# RZR custom lift in progress



## pondhopper1

It has a long ways to go but I figured I would go ahead and get this started. It will have around 20" gc with 27s.


----------



## Metal Man

Are you doing all the fab work your self ?

Bet thats gonna be one bad PooPoo


----------



## jackman

thats gonna be awesome


----------



## phreebsd

Dude my stepdad has the same dream as you. He wants to build his own lift.
How did you make sure you built the lift so that you could get axles that are already made and not require custom axles made. 
Hmm let me rephrase that. Did you buy the axles first, then base the measurements for the A-Arms off the axles?


----------



## Polaris425

PH has been doin this a while I think... There's a formula I believe, for figuring out what length axles you will need.


----------



## pondhopper1

Yea this is not my 1st rodeo. I build the lifts and then call Turner and get the axle's custom made. Here's some that I've done.


----------



## phreebsd

Dude you should go into business for yourself.


----------



## pondhopper1

I do it on the side now. I really do need to do this full time cause I've got a few in line at all times.


----------



## Metal Man

Awesome looking work pondhopper1.:rockn:


----------



## Polaris425

hmmmm.... I'm seeing a possible new MIMB sponsor...


----------



## phreebsd

haha yeah! Pond Hopper Customs!


----------



## pondhopper1




----------



## phreebsd

Dude yer a pro. Thanks for letting us watch the magic happen.


----------



## 650Brute

Nice Stuff, I give it a :309149:


----------



## pondhopper1

Thanks guys. I'll keep posting as I go


----------



## chemoman23

PondHopper,
if u don't mind me asking how much did it cost to build the lift for the honda forman. i have one sitting in the back yard that im not going to sale, would love to do something like that to. already no how much it would cost to rebuild the engine which im going to do. it was my first 4wheeler back in 2000. so im just really trying to get a idea. no body round here has a atv lifted up like that and i would mind being one of the first.


----------



## chemoman23

and i see you have the warn in/out 2wheel/4wheel on it, mine has it also, it takes a 40acre field to turn that son of gun around with out. the work you do is amazing keep it up


----------



## pondhopper1

i had about 3k in parts in that liftbut it could be done alittle cheaper. I bought everything new. 

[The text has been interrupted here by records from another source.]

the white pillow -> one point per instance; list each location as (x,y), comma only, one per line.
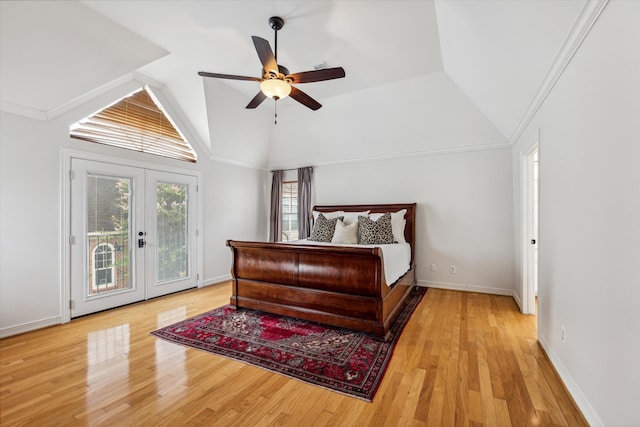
(345,233)
(352,217)
(397,224)
(328,215)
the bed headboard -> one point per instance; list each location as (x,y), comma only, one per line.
(410,216)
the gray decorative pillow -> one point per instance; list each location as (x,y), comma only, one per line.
(324,228)
(378,232)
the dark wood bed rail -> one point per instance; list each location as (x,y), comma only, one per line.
(339,285)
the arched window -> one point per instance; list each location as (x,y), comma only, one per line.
(103,267)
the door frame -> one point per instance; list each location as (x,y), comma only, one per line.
(528,206)
(66,155)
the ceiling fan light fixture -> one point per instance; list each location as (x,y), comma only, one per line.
(275,88)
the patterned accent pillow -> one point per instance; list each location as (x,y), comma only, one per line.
(324,228)
(378,232)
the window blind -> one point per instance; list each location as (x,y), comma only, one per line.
(136,122)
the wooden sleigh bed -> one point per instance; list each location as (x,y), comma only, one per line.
(336,285)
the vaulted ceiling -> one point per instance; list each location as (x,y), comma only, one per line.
(452,73)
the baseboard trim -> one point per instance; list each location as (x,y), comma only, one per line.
(466,287)
(517,300)
(215,280)
(581,401)
(30,326)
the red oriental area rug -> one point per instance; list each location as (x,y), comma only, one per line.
(338,359)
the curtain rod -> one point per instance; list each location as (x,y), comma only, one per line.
(290,169)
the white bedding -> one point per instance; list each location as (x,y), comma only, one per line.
(396,257)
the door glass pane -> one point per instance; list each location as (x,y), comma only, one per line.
(108,217)
(171,232)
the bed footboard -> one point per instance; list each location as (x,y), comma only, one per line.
(339,286)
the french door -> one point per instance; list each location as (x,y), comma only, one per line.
(133,234)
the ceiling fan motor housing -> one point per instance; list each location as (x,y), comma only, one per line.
(276,23)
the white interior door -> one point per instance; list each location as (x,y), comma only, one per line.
(171,240)
(107,212)
(133,235)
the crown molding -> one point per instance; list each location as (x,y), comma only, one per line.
(21,110)
(412,154)
(585,21)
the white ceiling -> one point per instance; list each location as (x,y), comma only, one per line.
(496,52)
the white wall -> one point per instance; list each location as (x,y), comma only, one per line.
(30,211)
(589,281)
(464,211)
(417,115)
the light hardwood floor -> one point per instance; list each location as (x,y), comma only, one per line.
(463,359)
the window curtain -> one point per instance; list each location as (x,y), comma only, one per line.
(304,202)
(275,224)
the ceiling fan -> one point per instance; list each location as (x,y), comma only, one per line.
(276,82)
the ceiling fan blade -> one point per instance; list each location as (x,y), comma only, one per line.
(304,99)
(257,100)
(317,75)
(228,76)
(265,54)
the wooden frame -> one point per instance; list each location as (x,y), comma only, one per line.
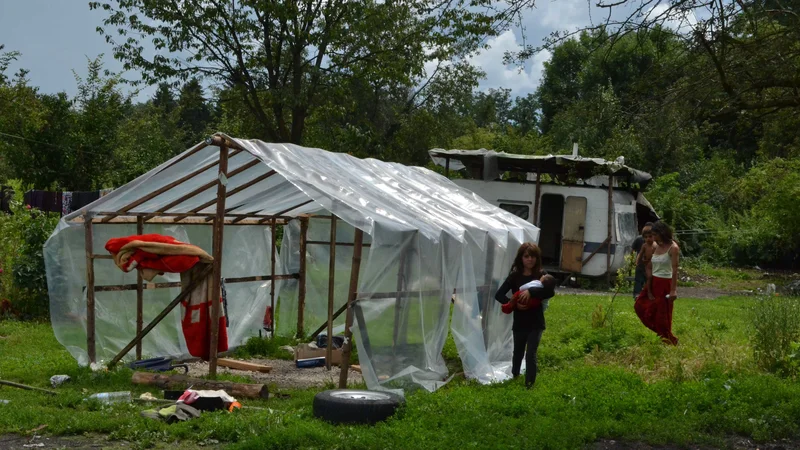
(218,220)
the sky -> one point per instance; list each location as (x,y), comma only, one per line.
(57,37)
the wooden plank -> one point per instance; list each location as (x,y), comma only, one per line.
(241,365)
(610,213)
(139,294)
(595,251)
(182,199)
(537,199)
(325,325)
(219,226)
(169,186)
(355,267)
(272,272)
(340,244)
(290,209)
(163,381)
(90,324)
(131,287)
(175,302)
(301,287)
(331,277)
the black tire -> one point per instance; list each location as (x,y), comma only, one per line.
(355,406)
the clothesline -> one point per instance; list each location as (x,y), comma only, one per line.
(62,202)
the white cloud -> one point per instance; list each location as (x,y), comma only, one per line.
(520,79)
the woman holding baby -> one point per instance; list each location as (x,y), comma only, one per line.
(529,286)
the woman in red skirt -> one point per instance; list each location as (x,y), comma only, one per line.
(654,304)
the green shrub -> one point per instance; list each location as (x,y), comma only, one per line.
(776,323)
(23,282)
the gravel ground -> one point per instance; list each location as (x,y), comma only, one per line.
(284,374)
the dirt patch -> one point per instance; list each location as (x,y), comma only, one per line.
(91,441)
(284,374)
(705,293)
(735,443)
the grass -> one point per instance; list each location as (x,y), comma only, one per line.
(613,382)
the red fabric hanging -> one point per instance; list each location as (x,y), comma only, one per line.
(656,314)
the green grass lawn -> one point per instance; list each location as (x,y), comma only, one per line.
(614,382)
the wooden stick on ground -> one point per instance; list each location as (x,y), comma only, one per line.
(29,388)
(182,382)
(241,365)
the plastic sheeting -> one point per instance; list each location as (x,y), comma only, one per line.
(436,255)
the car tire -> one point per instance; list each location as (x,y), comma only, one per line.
(355,406)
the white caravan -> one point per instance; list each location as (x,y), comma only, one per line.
(586,227)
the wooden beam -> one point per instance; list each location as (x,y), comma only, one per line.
(175,302)
(355,267)
(340,244)
(289,209)
(301,287)
(183,198)
(241,365)
(331,277)
(196,192)
(90,325)
(273,247)
(139,294)
(537,199)
(610,220)
(219,226)
(169,186)
(131,287)
(325,325)
(595,251)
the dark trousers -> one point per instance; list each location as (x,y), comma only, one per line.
(530,339)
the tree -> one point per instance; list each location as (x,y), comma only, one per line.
(284,59)
(193,112)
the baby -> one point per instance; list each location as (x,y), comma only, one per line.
(547,281)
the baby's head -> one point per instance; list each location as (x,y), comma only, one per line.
(548,281)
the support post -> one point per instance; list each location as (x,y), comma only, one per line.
(219,226)
(90,341)
(355,267)
(139,294)
(537,199)
(187,290)
(272,274)
(331,273)
(301,288)
(610,220)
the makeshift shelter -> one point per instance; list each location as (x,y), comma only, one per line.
(429,244)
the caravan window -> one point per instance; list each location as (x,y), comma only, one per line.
(521,211)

This is how we roll Check it out This is my buddies plasma table
Video of plasma table - Photobucket - Video and Image Hosting


----------



## pondhopper1




----------



## FABMAN

Cool!!! My uncle has a small version of that. The bed of it is like 6x6. I think its max is 1/4 thick.


----------



## Polaris425

Access to stuff like that is always nice! Which is why it's gonna suck when my dad retires!


----------



## Debo Brute

My buddy is the proud owner of that foreman now. That thing is crazy big!


----------



## phreebsd

how much $$ are we talking for one of these?


----------



## pondhopper1

For what



phreebsd said:


> how much $$ are we talking for one of these?


----------



## phreebsd

that whole cutter thing.


----------



## pondhopper1

800,000


----------



## phreebsd

OMG! 
i just threw up in my mouth a little!


----------



## stuck_again

plasma machine just broke oh%%%%%%%%%%%%%


----------



## stuck_again

i have a real cool vid of it i will get posted,,,check this out plasma head will cut up to 1 1/2" thick then i can switch over to my oxy fuel head and cut up to 10" thick!!!!!


----------



## phreebsd

pondhopper posted a vid of it on the page before this one.


----------



## stuck_again

my video takes up too much memory


----------



## pondhopper1

I'm gonna put 1 on layaway.:rock-on:


----------



## phreebsd

we so po we gotta put a box of corn flakes on layaway!


----------



## Guest

So do you have a feel for cost of this lift for the RZR? Also will it be bale to handle trail speeds 45 mph give or take?


----------